どうやら窓から見える正門の前に『同居人』がやって来たらしい。
「じゃ、お先っす!ケイト先生!!」 ペコリと頭を下げて食堂を出て行くレオリオに向かって ケイトは“お疲れ様”と言いながら右掌を振って見送った。
「よォ!サンキュ!わざわざ、すまなかったな」
病院の正門前に佇んでいる ボーイッシュな『同居人』兼恋人のクラピカに、 レオリオは右掌を上げながら声を掛けた。

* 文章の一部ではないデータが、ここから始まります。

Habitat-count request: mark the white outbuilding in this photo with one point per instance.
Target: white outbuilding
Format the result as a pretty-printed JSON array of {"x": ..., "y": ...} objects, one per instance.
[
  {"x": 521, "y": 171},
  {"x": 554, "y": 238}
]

クラピカが差している大きな黒い傘をヒョイと取り上げ、 二人の身体の上に降り掛かる雨を防ぐ……と、
「あれ?俺の傘は?」 クラピカの手に、レオリオの傘が握られていないのを不審に感じて尋ねると、
「それは私の台詞だ!」 見るからに不機嫌そうな顔付きのクラピカは、 意思の強そうな瞳を緋赤色に燃え上がらせて、キッと睨み付けた。
「何故お前の傘が我が家に1本も無いんだ?答えろ!」
「へ?・……1本も無かったのかよ?」
ポリポリ…と気まずそうに頭を掻きながらレオリオは視線を外す。
「どうせまた電車にでも置き忘れて来たのだろう? 全く!だらしないにも程が有るぞ!」
「仕方無ェじゃん、忘れちまったモンはよォ…… それにこの傘デケェから二人でもバッチリ入れるし♪」
「大体、お前がそうやって、あちこちに私物を置きっ放しにするから いざ使うと云う時に物が見付からなくて困るのでは無いか! 少しは反省したらどうなのだ!」
雷光の様にピシャリと声高に怒鳴り付けるクラピカを宥める様に、
「ま、良いじゃねぇか…… どうせお前、ついこないだ仕事終わったばっかで、家でヒマしてんだろ?」
「ヒ、ヒマしてなどいないぞ!」
途端にしどろもどろした口調でクラピカは答え始める。
「次の仕事の為に資料の文献を読んだり、 仕事中に放映されたドラマの続きを見たりだな……」
「………立派にヒマしてんじゃねぇかよ」
「いけない!マフラー忘れちゃった〜!」
慌てた口調でそう言いながら、エミィがバタバタと食堂に入って来た。
ふと、 彼女の右手に握られている大きな黒い傘にケイトは瞳を留める。
「あらエミィ、傘借りられたのね」
「ええ、さっきレオリオが貸してくれたんです。 “俺はバッチリだから♪”って……」
「なぁ、クラピカ……」
耳元にそっ…と唇を寄せて、小声で囁く。
「せっかくだからよ、今夜は外でメシ喰ってかねぇか?」
だが、 「お前のそう云う、やたら無駄使いをしたがる処が、 我が家の貯蓄がなかなか増加しない原因だと私は考えるぞ!」
鼻先にピン!と人差し指を突き付けられ、つれない答えをキッパリ返されたレオリオは、 拗ねた様に頬を膨らませてブツブツと呟く。
「別に良いじゃねぇか、たまにはよォ……」
(なるほど……たしかに“いろいろ大変”みたいね)
ケイトは微笑みながら、
窓の外……
透明な雨に包まれながら寄り添って家路に付く恋人達の姿を眺めていた。